JUST DESERTS


So what’s Bill Clinton’s reward for pushing the (ill-advised) Chemical Weapons Convention through the Senate last year? Being undercut by the arms controllers at the Organization for the Prohibition of Chemical Weapons — the bureaucracy that oversees compliance with the chemical-arms treaty.

In the aftermath of the missile attacks on the Sudanese factory implicated in the production of VX nerve gas, the administration very publicly staked its credibility on soil samples taken outside the factory that contained a chemical known as Empta, used to make VX. So along come the OPCW bureaucrats with an excuse for the chemical’s presence in the soil samples.

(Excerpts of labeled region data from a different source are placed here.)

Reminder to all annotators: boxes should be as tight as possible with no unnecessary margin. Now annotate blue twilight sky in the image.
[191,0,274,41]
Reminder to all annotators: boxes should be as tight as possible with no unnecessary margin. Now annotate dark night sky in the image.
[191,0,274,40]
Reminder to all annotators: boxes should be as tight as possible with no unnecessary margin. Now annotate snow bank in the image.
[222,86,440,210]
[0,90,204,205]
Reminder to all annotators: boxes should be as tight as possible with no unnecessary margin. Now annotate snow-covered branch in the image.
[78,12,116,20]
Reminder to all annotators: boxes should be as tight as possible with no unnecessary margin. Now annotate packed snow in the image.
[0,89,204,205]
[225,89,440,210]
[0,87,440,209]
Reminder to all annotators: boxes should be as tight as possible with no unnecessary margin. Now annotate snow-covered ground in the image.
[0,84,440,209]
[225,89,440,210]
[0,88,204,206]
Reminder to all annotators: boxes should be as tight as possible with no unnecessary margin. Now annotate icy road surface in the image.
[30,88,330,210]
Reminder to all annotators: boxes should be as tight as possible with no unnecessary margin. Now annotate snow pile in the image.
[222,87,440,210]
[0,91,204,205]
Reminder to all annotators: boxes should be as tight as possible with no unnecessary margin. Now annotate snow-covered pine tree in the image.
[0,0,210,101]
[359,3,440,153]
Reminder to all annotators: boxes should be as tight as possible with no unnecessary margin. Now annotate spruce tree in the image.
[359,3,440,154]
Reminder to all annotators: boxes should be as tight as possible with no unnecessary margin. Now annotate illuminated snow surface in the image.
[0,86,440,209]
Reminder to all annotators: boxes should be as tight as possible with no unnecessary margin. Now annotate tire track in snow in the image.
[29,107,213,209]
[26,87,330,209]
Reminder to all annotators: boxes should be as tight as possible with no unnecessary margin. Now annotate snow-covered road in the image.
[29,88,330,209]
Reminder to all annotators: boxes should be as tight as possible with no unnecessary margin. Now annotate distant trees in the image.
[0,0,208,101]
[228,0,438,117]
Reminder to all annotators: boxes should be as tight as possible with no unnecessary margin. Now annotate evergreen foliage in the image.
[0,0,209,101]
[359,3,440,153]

According to a story in last Thursday’s New York Times (“Possible Benign Use Is Seen for Chemical at Factory in Sudan”), agency spokesman Donato Kinigier-Passigli said an exhaustive search of scientific literature showed Empta might have “legitimate commercial purposes,” including as an anti-microbial agent and fungicide. Of course, it’s never actually been used for a commercial purpose, but who’s to say the Sudanese aren’t great pharmaceutical innovators.

This type of sophistic quibbling, endemic to the “arms-control community,” shows how little multilateral agreements like the Chemical Weapons Convention can be expected to accomplish. Not as little, however, as what the Clinton administration is likely to learn from the experience.